59. Dentre as complexidades do território amazônico, destacamos a fragilidade da educação, especialmente entre os povos indígenas. Embora a educação seja um direito humano, a qualidade da educação é deficiente e os abandonos são muito frequentes, especialmente entre as meninas. A educação evangeliza, promove a transformação social, capacitando as pessoas com um senso crítico saudável. “Uma boa educação escolar numa idade precoce coloca sementes que podem produzir efeitos ao longo da vida” (LS 213). É nossa tarefa promover uma educação para a solidariedade que nasce da consciência de uma origem comum e de um futuro partilhado por todos (cf. LS 202). Deve-se exigir dos governos a implementação de uma educação pública, intercultural e bilíngue. 

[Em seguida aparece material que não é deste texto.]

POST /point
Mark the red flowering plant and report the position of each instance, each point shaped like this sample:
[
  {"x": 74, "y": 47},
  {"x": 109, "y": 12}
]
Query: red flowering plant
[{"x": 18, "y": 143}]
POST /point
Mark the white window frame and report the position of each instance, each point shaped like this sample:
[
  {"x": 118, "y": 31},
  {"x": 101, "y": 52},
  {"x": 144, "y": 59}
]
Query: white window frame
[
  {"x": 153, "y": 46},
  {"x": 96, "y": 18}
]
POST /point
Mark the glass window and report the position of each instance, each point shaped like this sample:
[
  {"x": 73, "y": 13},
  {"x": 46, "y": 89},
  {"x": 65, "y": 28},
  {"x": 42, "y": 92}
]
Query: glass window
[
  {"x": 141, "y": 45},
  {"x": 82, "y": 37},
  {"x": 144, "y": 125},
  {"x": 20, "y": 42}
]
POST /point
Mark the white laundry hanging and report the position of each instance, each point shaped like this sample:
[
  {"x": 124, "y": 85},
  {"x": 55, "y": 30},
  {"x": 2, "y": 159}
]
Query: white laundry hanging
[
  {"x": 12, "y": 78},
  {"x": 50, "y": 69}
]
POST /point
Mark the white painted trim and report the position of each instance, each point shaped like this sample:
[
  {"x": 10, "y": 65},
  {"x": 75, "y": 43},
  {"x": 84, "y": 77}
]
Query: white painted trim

60. O mundo cada vez mais globalizado e complexo desenvolveu uma rede de informação sem precedentes. Entretanto, tal fluxo instantâneo da informação não leva à melhor comunicação ou conexão entre povos. Na Amazônia, queremos promover uma cultura comunicativa que favoreça o diálogo, a cultura do encontro e o cuidado da “Casa comum”. Motivados por uma ecologia integral, queremos fortalecer os espaços de comunicação já existentes na região, a fim de promover urgentemente uma conversão ecológica integral. Para isso, é necessário colaborar com a formação de agentes de comunicação autóctones, especialmente indígenas. Eles não são somente interlocutores privilegiados para a evangelização e a promoção humana no território, mas também nos ajudam a difundir a cultura do “bem viver” e do cuidado da criação. 

61. Para desenvolver as diversas conexões com toda a Amazônia e melhorar a sua comunicação, a Igreja quer criar uma rede de comunicação eclesial panamazônica, que inclua os vários meios utilizados pelas Igrejas particulares e outros organismos eclesiais. A sua contribuição pode ter ressonância e ajuda na conversão ecológica da Igreja e do planeta. A REPAM pode colaborar na assessoria e apoio aos processos de capacitação, monitoramento e fortalecimento da comunicação na região panamazônica.

 

Novos caminhos para a conversão cultural

62. Nesse sentido, propomos a criação de uma rede de escolas de educação bilíngue para a Amazônia (semelhante a Fé e Alegria) que articule propostas educativas que respondam às necessidades das comunidades, respeitando, valorizando e integrando a identidade cultural e linguística. 

63. Queremos sustentar, apoiar e favorecer as experiências educativas de educação intercultural bilíngue já existentes nas jurisdições eclesiásticas da Amazônia e envolver as universidades católicas no trabalho em rede. 

64. Buscaremos novas formas de educação convencional e não convencional, como a educação a distância, de acordo com as necessidades dos lugares, dos tempos e das pessoas.